# Shimano Curado 200G 7:1:1



## hoghunter17 (Jul 3, 2013)

Shimano Curado 200G 7:1:1

I am just getting into the bait casting world and i bass fish all the time. I just purchased this reel and am wondering what brand/style rod would be best suited to pair up with it. The older bait casting rod that i had it on just broke today (just a poor quality one). I am willing to spend between $100 - $150. Any suggestions?

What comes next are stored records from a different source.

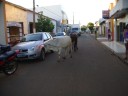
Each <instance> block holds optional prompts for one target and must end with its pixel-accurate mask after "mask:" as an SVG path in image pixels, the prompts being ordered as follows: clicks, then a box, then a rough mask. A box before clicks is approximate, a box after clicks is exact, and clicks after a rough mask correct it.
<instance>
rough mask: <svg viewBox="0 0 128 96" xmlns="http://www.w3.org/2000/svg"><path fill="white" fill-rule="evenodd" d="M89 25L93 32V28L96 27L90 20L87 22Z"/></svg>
mask: <svg viewBox="0 0 128 96" xmlns="http://www.w3.org/2000/svg"><path fill="white" fill-rule="evenodd" d="M87 27H88V28H89V29H90V30H91V32H92V31H93V28H94V24H93V23H92V22H89V23H88V24H87Z"/></svg>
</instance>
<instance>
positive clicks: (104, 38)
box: [97, 37, 128, 64]
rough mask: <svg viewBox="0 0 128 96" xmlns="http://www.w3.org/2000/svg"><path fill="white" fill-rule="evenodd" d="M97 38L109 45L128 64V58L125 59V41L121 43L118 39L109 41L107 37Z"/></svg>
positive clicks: (114, 51) (113, 52)
mask: <svg viewBox="0 0 128 96" xmlns="http://www.w3.org/2000/svg"><path fill="white" fill-rule="evenodd" d="M97 40H98V41H99V42H101V43H102V44H103V45H105V46H106V47H108V48H109V49H110V50H111V51H112V52H113V53H114V54H115V55H116V56H118V58H119V59H121V60H122V61H123V62H124V63H127V64H128V60H124V58H125V45H124V44H123V43H119V42H116V41H108V39H107V38H105V37H98V38H97Z"/></svg>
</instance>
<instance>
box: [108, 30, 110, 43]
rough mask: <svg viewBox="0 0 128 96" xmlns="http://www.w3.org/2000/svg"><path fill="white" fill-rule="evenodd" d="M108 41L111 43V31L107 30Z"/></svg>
mask: <svg viewBox="0 0 128 96" xmlns="http://www.w3.org/2000/svg"><path fill="white" fill-rule="evenodd" d="M108 41H111V31H110V29H108Z"/></svg>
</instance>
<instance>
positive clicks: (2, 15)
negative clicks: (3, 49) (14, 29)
mask: <svg viewBox="0 0 128 96" xmlns="http://www.w3.org/2000/svg"><path fill="white" fill-rule="evenodd" d="M0 12H1V13H2V14H1V13H0V44H6V43H7V40H6V39H5V38H6V33H5V30H6V27H5V25H6V23H5V21H6V18H5V17H6V16H5V0H0Z"/></svg>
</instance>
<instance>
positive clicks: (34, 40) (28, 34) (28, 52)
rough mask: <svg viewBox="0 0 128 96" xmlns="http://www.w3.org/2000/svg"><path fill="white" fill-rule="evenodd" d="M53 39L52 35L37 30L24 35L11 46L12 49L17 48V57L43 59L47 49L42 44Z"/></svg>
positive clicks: (34, 58)
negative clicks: (34, 31) (22, 37)
mask: <svg viewBox="0 0 128 96" xmlns="http://www.w3.org/2000/svg"><path fill="white" fill-rule="evenodd" d="M50 40H53V37H52V36H51V35H50V34H49V33H47V32H37V33H32V34H28V35H25V36H24V37H23V38H22V40H21V42H20V43H18V44H17V45H15V46H14V47H12V50H19V51H20V53H19V54H17V59H36V58H40V59H41V60H44V59H45V53H46V52H48V51H51V50H48V49H47V48H46V47H45V46H44V44H46V43H47V42H49V41H50Z"/></svg>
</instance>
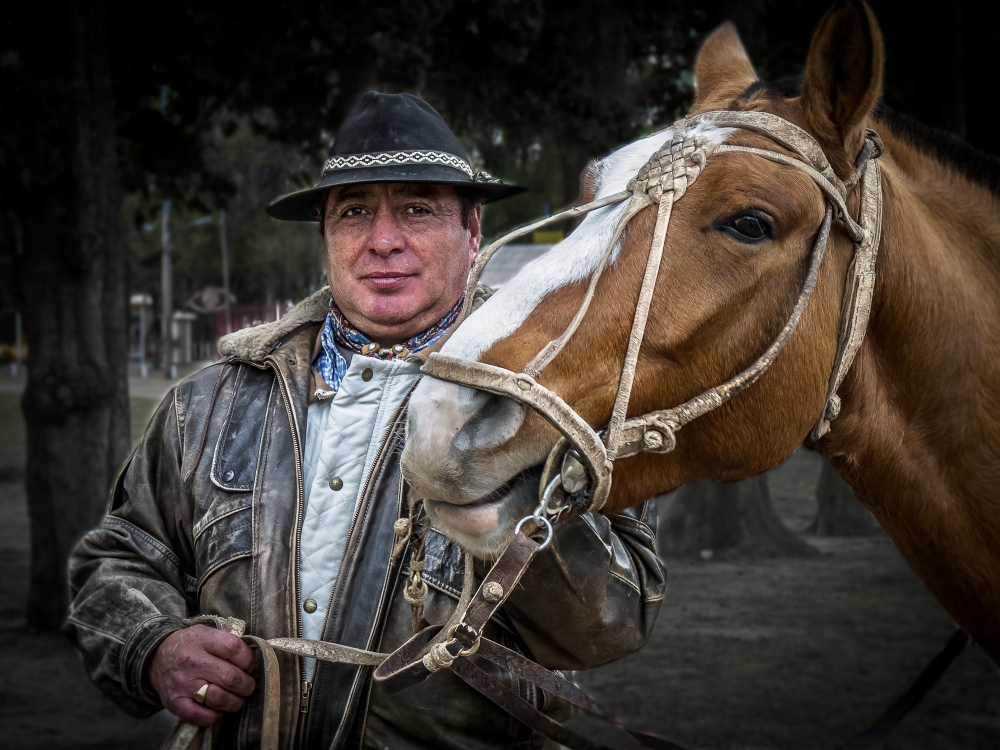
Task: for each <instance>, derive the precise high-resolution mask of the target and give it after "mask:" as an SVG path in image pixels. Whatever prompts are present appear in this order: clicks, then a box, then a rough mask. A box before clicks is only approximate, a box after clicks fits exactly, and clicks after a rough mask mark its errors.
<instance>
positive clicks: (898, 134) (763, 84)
mask: <svg viewBox="0 0 1000 750" xmlns="http://www.w3.org/2000/svg"><path fill="white" fill-rule="evenodd" d="M802 81H803V77H802V76H790V77H788V78H781V79H778V80H776V81H755V82H754V83H752V84H750V86H749V87H747V89H746V91H744V92H743V95H744V96H750V95H751V94H753V93H755V92H757V91H764V92H766V93H768V94H770V95H772V96H776V97H781V98H784V99H790V98H792V97H796V96H798V95H799V94H800V93H801V91H802ZM872 116H873V118H874V120H875V122H876V123H884V124H885V126H886V128H887V129H889V130H891V131H892V132H893V134H894V135H896V136H898V137H900V138H903V139H904V140H906V141H909V142H910V143H911V144H912V145H913V146H914V147H916V148H918V149H920V150H921V151H925V152H927V153H929V154H931V155H932V156H934V157H935V158H936V159H938V160H939V161H941V162H943V163H945V164H949V165H951V166H952V167H954V168H955V169H956V170H957V171H958V172H959V173H961V174H962V175H964V176H965V177H966V178H968V179H969V180H971V181H972V182H975V183H978V184H980V185H983V186H985V187H987V188H989V189H990V190H991V191H993V192H994V193H996V194H998V195H1000V159H998V158H996V157H995V156H991V155H990V154H987V153H984V152H982V151H980V150H979V149H977V148H974V147H973V146H970V145H969V144H968V143H966V142H965V141H964V140H962V139H961V138H959V137H958V136H957V135H955V134H953V133H948V132H946V131H944V130H938V129H937V128H932V127H931V126H929V125H924V124H923V123H922V122H917V121H916V120H914V119H913V118H912V117H909V116H908V115H904V114H903V113H901V112H897V111H896V110H894V109H892V108H890V107H887V106H886V105H885V104H884V103H882V102H879V104H878V105H877V106H876V107H875V111H874V112H873V113H872Z"/></svg>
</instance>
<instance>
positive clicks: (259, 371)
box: [212, 365, 274, 492]
mask: <svg viewBox="0 0 1000 750" xmlns="http://www.w3.org/2000/svg"><path fill="white" fill-rule="evenodd" d="M273 387H274V374H273V373H271V372H270V371H261V370H257V369H256V368H252V367H248V366H247V365H240V370H239V373H238V374H237V376H236V385H235V386H234V391H235V395H234V396H233V399H232V401H231V402H230V405H229V414H227V415H226V423H225V426H223V428H222V432H221V433H220V434H219V441H218V443H216V446H215V456H214V457H213V459H212V483H213V484H214V485H215V486H216V487H218V488H220V489H223V490H226V491H227V492H250V491H252V490H253V483H254V477H255V476H256V475H257V461H258V459H259V457H260V444H261V439H262V438H263V435H264V419H265V416H266V414H267V403H268V399H269V398H270V397H271V388H273Z"/></svg>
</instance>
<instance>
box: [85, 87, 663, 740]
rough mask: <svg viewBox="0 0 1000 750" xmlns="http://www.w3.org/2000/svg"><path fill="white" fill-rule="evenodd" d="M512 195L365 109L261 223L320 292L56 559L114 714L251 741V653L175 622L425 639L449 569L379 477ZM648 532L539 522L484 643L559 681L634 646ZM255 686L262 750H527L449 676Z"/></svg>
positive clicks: (655, 600)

Any suggestions would be appreciated


----------



## Captain Ahab (Jul 3, 2013)

All depends on what you are going to toss - I like the Powell Rods myself or a Dobbins


----------



## Jim (Jul 12, 2013)

I am a fan of the powell rods too. That is a nice reel you have there.


----------



## wingsnhammers (Jul 29, 2013)

I picked up a 7' Skeet Reese rod not long ago and like it alot. I feel it was a good value at $65 and it has performed well so far. I also have a Lew's 7' M action Laser SL rod. I have caught the majority of my fish with that pole. It's landed everything from 1/2lb to 10lb. I thought the 10 pounder was gonna be the death of that rod, though. lol


----------



## johnnybassboat (Jul 30, 2013)

I just got a new Fenwick Aetos as a factory replacement for an old Fenwick rod that broke. The rods list at $199, but I have seen them on sale for about$140. they are light and very sensitive. Fenwick had kinda fell behind in rod technology as of late, but this rod is a good deal. Just my two cents.


----------



## gotbass (Aug 9, 2013)

For value I don't think you can beat Fenwick HMX. You really need to consider what this rod is going to be used for and make length and action decisions accordingly. While I know that longer rods are more in style don't ignore 6' or 6'6" med or med/hvy for a variety of uses. Actions vary greatly from one brand to another. Since I always have 5 or more rods on deck I'm sure you'll be in the market many more times in the future. Just make sure to tell your wife not to sell them for what you told her you bought them for if something happens to you.


----------